I am interested in how we learn to live together when the rules are no longer inherited. How kinship gets built without guarantees or bloodlines to fall back on. How intimacy changes when it has to carry economic weight, emotional weight, and political weight all at once, and how it buckles under that load. How work seeps into identity until we can no longer tell where one ends and the other begins. How identity stops being something you claim once and becomes something you negotiate, defend, and revise in relation to others who are doing the same.

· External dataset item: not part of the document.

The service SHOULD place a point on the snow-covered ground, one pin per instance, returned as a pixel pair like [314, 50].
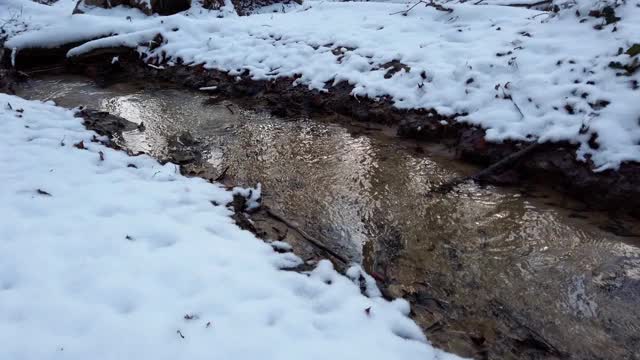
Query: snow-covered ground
[519, 73]
[107, 256]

The characters I write aren't exceptional. They aren't heroes. They're ordinary people trying to stay in relation when relation has become almost impossible. They survive meetings that go nowhere, double shifts that hollow them out, shared apartments where privacy is a fiction, long text threads that substitute for intimacy, unspoken expectations that calcify into resentment. They survive the slow, unglamorous labour of figuring out what is owed and what can no longer be carried without breaking. This isn't apocalypse fiction. This isn't about the end of the world. This is about the middle of it. The long, disorienting middle where the old world is dead but the new one hasn't arrived, and we're all just trying to make it through Tuesday without losing ourselves or each other completely. That middle. That's where my people live.

01_ Pluralism as Practice

Pluralism, as I write it, isn't a principle. It's survival work. We do it unevenly because some of us have been doing it all our lives while others are just discovering it exists. Some of us learned young that the world required us to speak multiple languages, inhabit multiple selves, make ourselves legible to people who would never bother to understand us. Others are learning it now, late and badly, only because their comfort finally demands it. This isn't a fair experiment. It never was. It asks everything of those who have already given everything. It exposes the old hierarchies even as it pretends to dismantle them. And still, despite this, we keep trying. That is what interests me. Not the theory. The trying. Apart. Together.

02_ Shifting Ground

I pay attention to the costs. Who absorbs them. Who gets to opt out. Who is expected to be flexible, generous, legible while others are permitted to remain fixed, stingy, inscrutable. The math has never been equal. It was designed not to be. But cost isn't where I stop because cost alone doesn't explain why we keep trying. What holds my attention is what we keep attempting together despite knowing the terms are rigged. The quiet negotiations that shouldn't have to happen. The fragile agreements we build knowing they could shatter. The moments when shared life almost works, and the moments when it fails, and the fact that we return to it anyway. That stubborn, foolish, necessary return. That is what I'm watching. Not whether it's fair. Whether we can bear to keep building it anyway.

03_ Briefly, Imperfectly

I don't write to offer reassurance. I can't afford to, and neither can you. I write to stay with what is happening long enough to see it clearly, to refuse the comfort of looking away. To notice the ways we're building something in real time without knowing whether it'll hold, what it'll cost us, or whether we'll recognize ourselves when it's done. This isn't neutral observation. This is the work of witness when the ground is moving and most people would rather pretend it's solid. I'm trying to see what we're doing to each other and for each other before we have decided what story to tell about it. Before we've made it clean.